One thing to note is that increasing the client YCSB threads from 16 to 32
actually decreased the differential from the single threaded pool, so 8 worker
threads x 32 HTable instances was likely losing some performance due to client
thread contention. For clusters with highly concurrent clients (like webapps),
it may be advantageous to tune down the "hbase.htable.threads.max" value from
the default of "# of region servers". A future improvement could be to allow
use of a shared, configurable thread pool as well.
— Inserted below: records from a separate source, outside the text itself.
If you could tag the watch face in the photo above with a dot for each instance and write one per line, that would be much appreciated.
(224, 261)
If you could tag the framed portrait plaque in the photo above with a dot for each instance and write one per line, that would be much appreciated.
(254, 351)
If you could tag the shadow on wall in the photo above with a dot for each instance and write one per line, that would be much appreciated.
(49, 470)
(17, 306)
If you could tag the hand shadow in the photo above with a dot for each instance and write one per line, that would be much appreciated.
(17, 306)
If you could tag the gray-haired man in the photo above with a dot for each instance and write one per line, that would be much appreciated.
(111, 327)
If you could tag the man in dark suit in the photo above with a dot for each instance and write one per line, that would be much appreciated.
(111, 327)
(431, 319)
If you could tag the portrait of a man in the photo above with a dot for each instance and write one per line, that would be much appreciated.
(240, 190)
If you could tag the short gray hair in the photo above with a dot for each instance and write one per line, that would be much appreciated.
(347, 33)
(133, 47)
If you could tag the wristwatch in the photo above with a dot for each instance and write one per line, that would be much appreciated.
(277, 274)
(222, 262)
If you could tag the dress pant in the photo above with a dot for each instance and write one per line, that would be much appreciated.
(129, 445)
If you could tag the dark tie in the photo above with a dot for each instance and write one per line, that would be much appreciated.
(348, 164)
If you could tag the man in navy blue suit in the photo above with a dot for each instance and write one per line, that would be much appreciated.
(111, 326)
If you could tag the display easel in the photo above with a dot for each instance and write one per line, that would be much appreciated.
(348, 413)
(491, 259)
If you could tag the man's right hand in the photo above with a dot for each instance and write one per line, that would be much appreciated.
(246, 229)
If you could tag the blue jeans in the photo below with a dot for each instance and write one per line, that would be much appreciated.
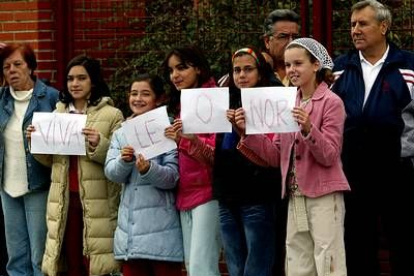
(25, 226)
(248, 238)
(201, 237)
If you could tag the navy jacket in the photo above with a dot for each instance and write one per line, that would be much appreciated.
(44, 99)
(373, 132)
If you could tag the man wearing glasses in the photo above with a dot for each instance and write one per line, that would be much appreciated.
(281, 26)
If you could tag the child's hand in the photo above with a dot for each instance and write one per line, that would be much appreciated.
(29, 130)
(142, 164)
(92, 136)
(240, 121)
(302, 117)
(127, 153)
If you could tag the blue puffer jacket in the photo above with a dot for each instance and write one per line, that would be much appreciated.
(44, 99)
(373, 132)
(148, 221)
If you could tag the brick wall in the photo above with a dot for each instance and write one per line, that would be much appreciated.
(32, 22)
(58, 30)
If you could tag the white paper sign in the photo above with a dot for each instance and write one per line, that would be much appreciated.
(269, 109)
(145, 133)
(203, 110)
(58, 133)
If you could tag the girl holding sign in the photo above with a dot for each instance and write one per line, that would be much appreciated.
(245, 191)
(186, 68)
(82, 205)
(25, 182)
(310, 161)
(148, 236)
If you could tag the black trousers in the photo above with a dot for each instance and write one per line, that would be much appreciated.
(3, 249)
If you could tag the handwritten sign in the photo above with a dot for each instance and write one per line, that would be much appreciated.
(58, 133)
(269, 109)
(145, 133)
(203, 110)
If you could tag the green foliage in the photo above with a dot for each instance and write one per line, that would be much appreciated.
(219, 27)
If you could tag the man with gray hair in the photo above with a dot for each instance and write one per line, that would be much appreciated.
(375, 81)
(281, 26)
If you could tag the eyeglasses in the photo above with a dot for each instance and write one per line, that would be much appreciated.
(246, 70)
(285, 36)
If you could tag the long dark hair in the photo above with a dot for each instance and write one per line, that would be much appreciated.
(191, 56)
(99, 88)
(27, 53)
(263, 68)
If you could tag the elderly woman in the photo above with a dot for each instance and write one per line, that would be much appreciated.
(24, 181)
(82, 206)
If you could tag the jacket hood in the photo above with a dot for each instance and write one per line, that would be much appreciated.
(61, 107)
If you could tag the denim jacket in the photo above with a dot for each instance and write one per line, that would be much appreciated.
(44, 99)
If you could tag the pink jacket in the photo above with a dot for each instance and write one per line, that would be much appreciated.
(195, 166)
(318, 155)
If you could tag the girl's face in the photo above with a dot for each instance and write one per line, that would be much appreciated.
(299, 68)
(16, 72)
(183, 76)
(245, 72)
(142, 98)
(79, 83)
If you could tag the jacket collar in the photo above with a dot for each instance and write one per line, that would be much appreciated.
(317, 95)
(394, 56)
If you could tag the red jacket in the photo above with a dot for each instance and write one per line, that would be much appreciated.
(318, 155)
(195, 167)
> number of active threads in HTable's ThreadPoolExecutor
> -------------------------------------------------------
>
> Key: HBASE-3553
> URL: https://issues.apache.org/jira/browse/HBASE-3553
> Project: HBase
> Issue Type: Improvement
> Components: client
> Affects Versions: 0.90.1
> Reporter: Himanshu Vashishtha
> Fix For: 0.90.2
>
> Attachments: ThreadPoolTester.java, benchmark_results.txt
>
>
> Using a ThreadPoolExecutor with corePoolSize = 0 and using
> LinkedBlockingQueue as the collection to hold incoming runnable tasks seems
> to be having the effect of running only 1 thread, irrespective of the
> maxpoolsize set by reading the property hbase.htable.threads.max (or number
> of RS). (This is what I infer from reading source code of ThreadPoolExecutor
> class in 1.6)
> On a 3 node ec2 cluster, a full table scan with approx 9m rows results in
> almost similar timing with a sequential scanner (240 secs) and scanning with
> a Coprocessor (230 secs), that uses HTable's pool to submit callable objects
> for each region.
> I try to come up with a test class that creates a similar threadpool, and
> test that whether the pool size ever grows beyond 1. It also confirms that it
> remains 1 though it executed 100 requests.
> It seems the desired behavior was to release all resources when the client is
> done reading, but this can be achieved by setting allowCoreThreadTimeOut to
> true (after setting a +ve corePoolSize).